В городе Эленке надо было купить два локтя шелка, башмачки и золотой крестик для панны Марты. Однако на эти покупки у них ушло три часа.

У ювелира Эленка купила крестик за два рубля, но попутно велела показать жемчужное ожерелье и два гарнитура: один сапфировый, другой брильянтовый. Она спросила о цене и поторговалась с ювелиром. У сапожника, прежде чем выбрать одну пару обуви, она померила несколько пар башмачков и туфелек. В мануфактурном магазине, прежде чем купить нужный ей шелк, велела подать столько штук разного цвета, что вокруг нее образовалась радуга из белых, розовых, голубых и желтых шелков. Это было так красиво, что даже Мадзя на минуту забыла, кто она и где находится, и ей показалось, что все это принадлежит ей. Но, поглядев на Эленку, у которой от волнения дрожали губы, она тотчас опомнилась.

— Пойдем же, Эля, — прошептала Мадзя, видя, что старший приказчик смотрит на Эленку со злобной улыбкой.

Они расплатились и вышли. Когда они сели в карету, чувство злобы и сожаления охватило Эленку.

— И подумать только, — говорила она, — что у меня на все это нет денег! Нечего сказать, хороша справедливость! Ада родилась в семье миллионеров, а я — дочь начальницы пансиона. Она за годовой доход могла бы купить целый магазин, а у меня еле хватит на два платья.

— Стыдись, Эля!

— О да, люди, у которых нет денег, всегда должны стыдиться.
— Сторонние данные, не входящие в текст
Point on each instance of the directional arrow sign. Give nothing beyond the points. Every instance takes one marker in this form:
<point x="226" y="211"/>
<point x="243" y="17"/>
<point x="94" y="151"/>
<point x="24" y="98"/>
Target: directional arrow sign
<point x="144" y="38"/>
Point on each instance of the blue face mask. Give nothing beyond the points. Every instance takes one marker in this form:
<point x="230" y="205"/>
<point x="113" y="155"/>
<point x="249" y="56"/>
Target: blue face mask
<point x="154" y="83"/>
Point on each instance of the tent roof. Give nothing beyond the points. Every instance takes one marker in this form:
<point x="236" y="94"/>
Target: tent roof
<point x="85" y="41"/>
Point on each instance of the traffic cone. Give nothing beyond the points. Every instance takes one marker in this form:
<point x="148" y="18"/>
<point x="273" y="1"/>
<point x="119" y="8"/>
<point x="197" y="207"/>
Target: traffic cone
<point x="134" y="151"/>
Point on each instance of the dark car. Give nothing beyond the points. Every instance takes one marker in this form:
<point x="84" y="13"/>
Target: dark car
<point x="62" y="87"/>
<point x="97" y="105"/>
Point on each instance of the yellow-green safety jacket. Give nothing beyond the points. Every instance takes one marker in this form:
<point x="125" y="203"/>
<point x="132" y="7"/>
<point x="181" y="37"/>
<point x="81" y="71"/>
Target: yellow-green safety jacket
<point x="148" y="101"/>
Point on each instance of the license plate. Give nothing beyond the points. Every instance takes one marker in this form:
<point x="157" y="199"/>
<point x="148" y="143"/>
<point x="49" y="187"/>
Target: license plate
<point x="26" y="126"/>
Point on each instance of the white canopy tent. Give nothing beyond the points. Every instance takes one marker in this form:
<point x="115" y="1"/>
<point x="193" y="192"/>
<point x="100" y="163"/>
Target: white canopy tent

Ах, если бы наконец наступил общественный переворот, о котором я все время слышу от Казика.

— Думаешь, ты ходила бы тогда в шелках?

— Конечно. Богатства принадлежали бы умным и красивым, а не уродам и простофилям, которые и оценить-то их не умеют.

— Я уверена, что пан Казимеж так не думает, — перебила ее Мадзя.

— Еще бы, конечно, не думает, только наслаждается жизнью и за себя и за меня. Но придет, быть может, и мой черед.

После этого разговора в душе Мадзи проснулась еще большая неприязнь к Эленке.

«Боже! — думала она, — чем быть такой дочерью и такой женщиной, лучше уж сразу умереть! Дай только Элене волю, она разорит мать».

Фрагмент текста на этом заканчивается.